If you are not tracking your expenses already, perhaps you should give it a try. It might give you a better idea of where to cut.
 
My best money saving idea was to pay off all our debts asap, and then it's easier to pile up money. We also eat at home more than we used to.
 
Post a budget. The biggest bang for the buck comes by controlling the biggest expenses which are typically housing, transportation, and food.
 
+1 about the budget. That way, when you have one can you surely identify how much to set aside for which category then cut down on those categories and save the rest.
 
Thanks, I'll start with a budget and go from there
 
Thanks, I'll start with a budget and go from there

What we did several years back was started to track real expenses by item food, fuel, water, entertainment etc. Once we idendified where it was going we made changes and set the budget. It was amazaing what we found we could save by saying would I rather have this today or retire early? We did continue to enjoy along the way just cut what we did not really value.

Good luck with your endevour
 
For a few months, track every ^%$# penney you spend - the big and little stuff.

( I have an Excel spreadsheet for my slightly OCD record of spending)

Anyway, then take a look at where the $$ is going, and where you want it to go!

if you have access to decent funds in your 401-k, taking the savings off the top is a good thing - you won't see it, and won't miss it.

Otherwise, put "Monthly check of $xxx to IRA at Vanguard" on your monthly budget, as well as your taxable savings.

ta,
mew
 
What's missing is not only the budget (which I strongly agree with), but also your income.

It may not be only an expense issue but also your level of income that is keeping you from progressing.

Sometimes, options may also include second (or third) j*bs, working/banking overtime on your current job (if you're paid OT) and simple things such as investing every spare cent (like tax refunds).

I would say for a great many people the answer is the outflow; however in some cases, the inflow should also be looked at.

Good luck to you, in your journey...
 
An easy way to track all spending is to use a credit card for EVERY expenditure (pack of gum, donuts, coffee, etc) except those online bill pays that you do. Never go to the ATM and never spend any cash. That's the blackhole of a budget: cash.
 
What's missing is not only the budget (which I strongly agree with), but also your income.

It may not be only an expense issue but also your level of income that is keeping you from progressing.

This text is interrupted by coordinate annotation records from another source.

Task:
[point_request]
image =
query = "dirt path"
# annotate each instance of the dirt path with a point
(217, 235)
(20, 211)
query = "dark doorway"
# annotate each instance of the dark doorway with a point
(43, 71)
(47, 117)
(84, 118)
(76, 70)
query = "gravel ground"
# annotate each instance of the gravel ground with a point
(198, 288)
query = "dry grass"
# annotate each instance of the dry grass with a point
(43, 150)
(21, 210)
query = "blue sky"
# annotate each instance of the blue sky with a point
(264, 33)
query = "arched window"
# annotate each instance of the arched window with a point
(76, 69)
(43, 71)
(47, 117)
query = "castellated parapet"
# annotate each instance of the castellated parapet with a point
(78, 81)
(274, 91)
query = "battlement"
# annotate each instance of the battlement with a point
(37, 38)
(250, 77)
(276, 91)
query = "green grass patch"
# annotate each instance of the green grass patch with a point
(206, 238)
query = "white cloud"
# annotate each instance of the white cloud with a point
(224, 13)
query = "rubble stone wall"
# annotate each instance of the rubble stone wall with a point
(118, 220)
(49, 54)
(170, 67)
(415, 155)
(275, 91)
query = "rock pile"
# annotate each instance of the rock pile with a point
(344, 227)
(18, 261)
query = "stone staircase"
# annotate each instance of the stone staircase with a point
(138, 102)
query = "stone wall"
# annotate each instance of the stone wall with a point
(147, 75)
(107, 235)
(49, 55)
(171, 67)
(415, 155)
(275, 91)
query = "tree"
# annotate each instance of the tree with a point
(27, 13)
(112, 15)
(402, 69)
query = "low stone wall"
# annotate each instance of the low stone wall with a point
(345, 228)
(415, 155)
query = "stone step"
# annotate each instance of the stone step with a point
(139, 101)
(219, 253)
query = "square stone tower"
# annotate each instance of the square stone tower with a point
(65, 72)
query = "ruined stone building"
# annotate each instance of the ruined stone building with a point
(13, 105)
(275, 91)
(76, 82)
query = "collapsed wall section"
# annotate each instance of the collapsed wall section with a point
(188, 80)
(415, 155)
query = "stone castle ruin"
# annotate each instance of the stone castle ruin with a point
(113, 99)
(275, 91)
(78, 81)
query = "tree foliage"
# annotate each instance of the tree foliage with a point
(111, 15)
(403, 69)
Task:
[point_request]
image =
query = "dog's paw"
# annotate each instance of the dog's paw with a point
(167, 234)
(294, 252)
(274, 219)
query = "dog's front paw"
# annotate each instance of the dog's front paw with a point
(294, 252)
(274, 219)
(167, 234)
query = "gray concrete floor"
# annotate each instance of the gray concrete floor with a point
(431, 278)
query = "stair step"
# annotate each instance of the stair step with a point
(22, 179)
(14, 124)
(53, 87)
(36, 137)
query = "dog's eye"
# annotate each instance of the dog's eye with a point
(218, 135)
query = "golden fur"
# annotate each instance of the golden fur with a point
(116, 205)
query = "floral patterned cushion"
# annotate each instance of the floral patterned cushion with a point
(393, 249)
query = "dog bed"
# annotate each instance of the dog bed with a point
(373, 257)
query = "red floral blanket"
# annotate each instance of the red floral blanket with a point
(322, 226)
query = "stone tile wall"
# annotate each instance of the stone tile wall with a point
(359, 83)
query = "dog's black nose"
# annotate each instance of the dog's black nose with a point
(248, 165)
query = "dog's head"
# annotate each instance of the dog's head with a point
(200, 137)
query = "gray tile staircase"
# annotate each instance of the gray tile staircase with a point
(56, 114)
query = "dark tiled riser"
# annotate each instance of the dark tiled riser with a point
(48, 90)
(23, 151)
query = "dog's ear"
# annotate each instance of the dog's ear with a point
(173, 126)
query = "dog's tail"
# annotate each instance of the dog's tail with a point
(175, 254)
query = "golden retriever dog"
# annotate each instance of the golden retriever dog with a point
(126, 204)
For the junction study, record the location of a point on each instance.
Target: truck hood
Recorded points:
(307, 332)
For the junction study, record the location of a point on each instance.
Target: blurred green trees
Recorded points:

Sometimes, options may also include second (or third) j*bs, working/banking overtime on your current job (if you're paid OT) and simple things such as investing every spare cent (like tax refunds).

I would say for a great many people the answer is the outflow; however in some cases, the inflow should also be looked at.

Good luck to you, in your journey...

+1

It definately looks like an income issue to me. Get that extra job for a year or so and save every cent of it.
 
Hi,
I'm working my way to early retirement (or any sort of retirement). Currently my family and I are saving as much as we can, but it seems like it's never enough! We've cut the basics (using ooma instead of a phone line, dumped cable for an antenna, etc). Other ideas? I'm targeting 100k of savings, but we never seem to even get close to that.

Insurance can be a big ticket item. Look at raising deductibles on car & house. Might look at food: buy store brands instead of national ones; also choose real food (ie potatoes) instead of prepared food (tater tots).
Be sure to pay yourself first: have investments/savings auto deducted monthly. When you get that 2% annual raise, increase your savings with half of it.